On Tue, Feb 11, 2014 at 11:50 AM, Joel Cohen <joel.co...@bluefly.com> wrote:

> It's a custom ingestion process. It does a big DB query and then inserts
> stuff in batches. The batch size is tuneable.
>
>
> On Tue, Feb 11, 2014 at 11:23 AM, Erick Erickson <erickerick...@gmail.com
> >wrote:
>
> > Hmmm, I'm still a little puzzled BTW. 300K documents, unless they're
> > huge, shouldn't be taking 100 minutes. I can index 11M documents on
> > my laptop (Wikipedia dump) in 45 minutes for instance.... Of course
> > that's a single core, not cloud and not replicas...
> >
> > So possibly it' on the data acquisition side? Is your Solr CPU pegged?
> >
> > YMMV of course.
> >
> > Erick
> >
> >
> > On Tue, Feb 11, 2014 at 6:40 AM, Joel Cohen <joel.co...@bluefly.com>
> > wrote:
> >
> > > I'd like to thank you for lending a hand on my query time problem with
> > > SolrCloud. By switching to a single shard with replicas setup, I've
> > reduced
> > > my query time to 18 msec. My full ingestion of 300k+ documents went
> down
> > > from 2 hours 50 minutes to 1 hour 40 minutes. There are some code
> changes
> > > that are going in that should help a bit as well. Big thanks to
> everyone
> > > that had suggestions.
> > >
> > >
> > > On Tue, Feb 4, 2014 at 8:11 PM, Alexandre Rafalovitch <
> > arafa...@gmail.com
> > > >wrote:
> > >
> > > > I suspect faceting is the issue here. The actual query you have shown
> > > > seem to bring back a single document (or a single set of document for
> > > > a product):
> > > > fq=id:(320403401)
> > > >
> > > > On the other hand, you are asking for 4 field facets:
> > > > facet.field=q_virtualCategory_ss
> > > > facet.field=q_brand_s
> > > > facet.field=q_color_s
> > > > facet.field=q_category_ss
> > > > AND 2 range facets, both clustered/grouped:
> > > > facet.range=daysSinceStart_i
> > > > facet.range=activePrice_l (e.g. f.activePrice_l.facet.range.gap=5000)
> > > >
> > > > And for all facets you have asked to bring back ALL of the results:
> > > > facet.limit=-1
> > > >
> > > > Plus, you are doing a complex sort:
> > > > sort=popularity_i desc,popularity_i desc
> > > >
> > > > So, you are probably spending quite a bit of time counting
> (especially
> > > > in a shared setup) and then quite a bit more sending the response
> > > > back.
> > > >
> > > > I would check the size of the result document (HTTP result) and see
> > > > how large it is. Maybe you don't need all of the stuff that's coming
> > > > back. I assume you are not actually querying Solr from the client's
> > > > machine (that is I hope it is inside your data centre close to your
> > > > web server), otherwise I would say to look at automatic content
> > > > compression as well to minimize on-wire document size.
> > > >
> > > > Finally, if your documents have many stored fields (store=true in
> > > > schema.xml) but you only return small subsets of them during search,
> > > > you could look into using enableLazyFieldLoading flag in the
> > > > solrconfig.
> > > >
> > > > Regards,
> > > >    Alex.
> > > > P.s. As others said, you don't seem to have too many documents.
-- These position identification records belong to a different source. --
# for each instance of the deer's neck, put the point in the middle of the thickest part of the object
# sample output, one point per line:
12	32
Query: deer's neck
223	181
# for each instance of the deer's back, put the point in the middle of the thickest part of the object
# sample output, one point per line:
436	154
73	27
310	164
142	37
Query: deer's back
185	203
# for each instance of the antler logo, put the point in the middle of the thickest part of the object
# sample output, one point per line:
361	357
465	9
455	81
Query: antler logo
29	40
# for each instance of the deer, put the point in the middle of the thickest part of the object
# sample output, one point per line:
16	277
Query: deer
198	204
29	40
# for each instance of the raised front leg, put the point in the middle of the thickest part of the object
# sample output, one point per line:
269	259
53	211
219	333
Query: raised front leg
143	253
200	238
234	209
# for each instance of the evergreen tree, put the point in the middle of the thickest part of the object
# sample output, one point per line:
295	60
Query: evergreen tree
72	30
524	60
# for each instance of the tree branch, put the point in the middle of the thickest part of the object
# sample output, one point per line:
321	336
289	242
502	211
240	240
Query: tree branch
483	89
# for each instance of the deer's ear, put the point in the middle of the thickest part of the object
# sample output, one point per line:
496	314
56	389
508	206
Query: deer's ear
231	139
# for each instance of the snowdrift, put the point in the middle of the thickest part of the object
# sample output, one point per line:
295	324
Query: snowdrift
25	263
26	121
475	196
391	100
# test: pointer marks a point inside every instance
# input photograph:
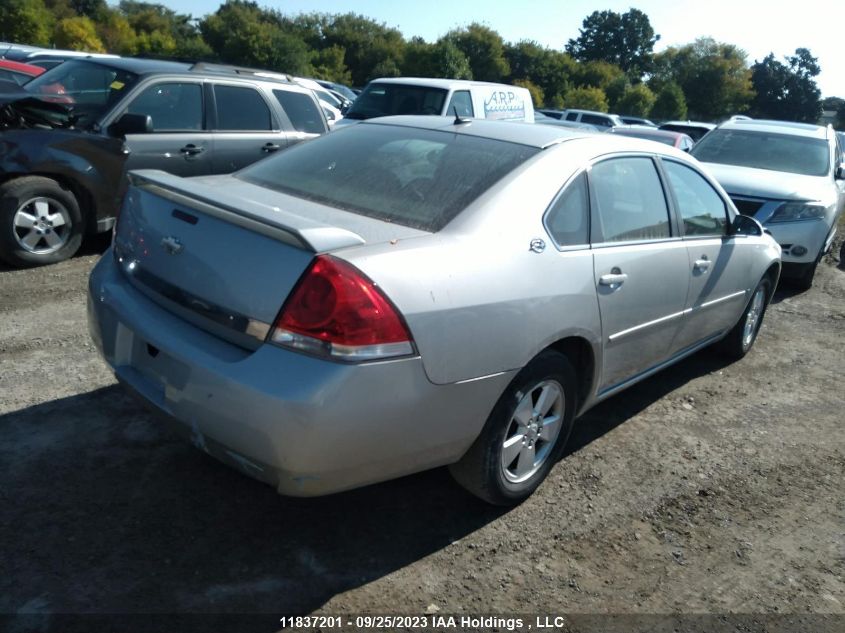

> > > > Perhaps you want replication instead of sharding for improved
> > > > performance.
> > > > Personal website: http://www.outerthoughts.com/
> > > > LinkedIn: http://www.linkedin.com/in/alexandrerafalovitch
> > > > - Time is the quality of nature that keeps events from happening all
> > > > at once. Lately, it doesn't seem to be working.  (Anonymous  - via
> GTD
> > > > book)
> > > >
> > > >
> > > > On Wed, Feb 5, 2014 at 6:31 AM, Alexey Kozhemiakin
> > > > <alexey_kozhemia...@epam.com> wrote:
> > > > > Btw "timing" for distributed requests are broken at this moment, it
> > > > doesn't combine values from requests to shards.  I'm working on a
> > patch.
> > > > >
> > > > > https://issues.apache.org/jira/browse/SOLR-3644
> > > > >
> > > > > -----Original Message-----
> > > > > From: Jack Krupansky [mailto:j...@basetechnology.com]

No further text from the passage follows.